Times Square, which we visited that first night, was draped in white. Many of the ads associated with Times Square were covered or missing. All the lights seemed dim. Though the people seemed abundant, they looked nothing but lost. And not that touristy heel-spinning, I mean they looked like they had no idea where they were going or how they were going to get there. They all moved just from habit. I couldn’t get a sense of anyone while I was there. Restaurants sat empty, chairs all tucked neatly under tables, the wild-haired owners or chefs with clean hands would be on the stoops offering half-off for two entrees. It looked like everyone was staying home. That, or they were dead.
The Bjork show was a phenomenal event that I’ll be forever grateful for having the oppurtunity to see. I was in a desperately volatile place that month–that year–and was moved to tears and sobs at the sound of her voice. The symphany, the Icelandic choir, her being completely MAGIC and shit was too much. I broke down like a Yugo. It was a little ugly. But not as ugly as the brutal girl-fight that happened while we were in line outside.
That entire trip was surreal. I was there so soon after the place had been devestated, doing what I was told might help, seeing plays and eating out and spending money to try to fix some of these fresh wounds, even just the tiniest little bit.

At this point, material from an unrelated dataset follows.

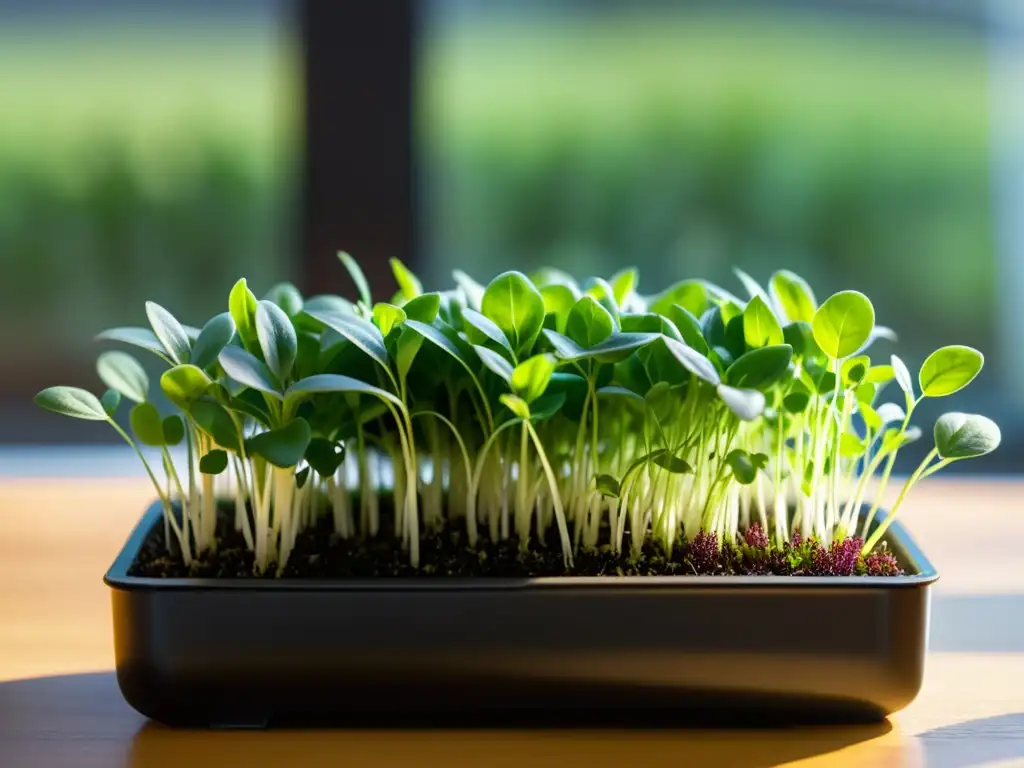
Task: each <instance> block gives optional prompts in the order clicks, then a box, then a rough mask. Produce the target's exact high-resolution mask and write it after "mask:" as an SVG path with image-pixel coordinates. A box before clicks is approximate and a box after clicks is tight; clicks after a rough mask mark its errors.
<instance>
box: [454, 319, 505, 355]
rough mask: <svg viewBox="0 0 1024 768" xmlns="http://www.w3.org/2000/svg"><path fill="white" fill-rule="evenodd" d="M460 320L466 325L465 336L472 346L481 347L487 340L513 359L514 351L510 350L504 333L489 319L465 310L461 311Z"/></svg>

But it all felt wrong. I felt like I was partying at a big-ass funeral. Having cocktails during the wake.
I’ve been back to New York since that trip, later spending time in both Brooklyn and Manhattan. I was happy to find New York had gotten her the groove I’d heard so much about back. But when I was there the first time, in October, 2001 I visited a ghost town. They all say you’ll never forget the first time you visit New York City. They are right. I will always remember New York as the biggest, shiniest, saddest place I’ve ever been.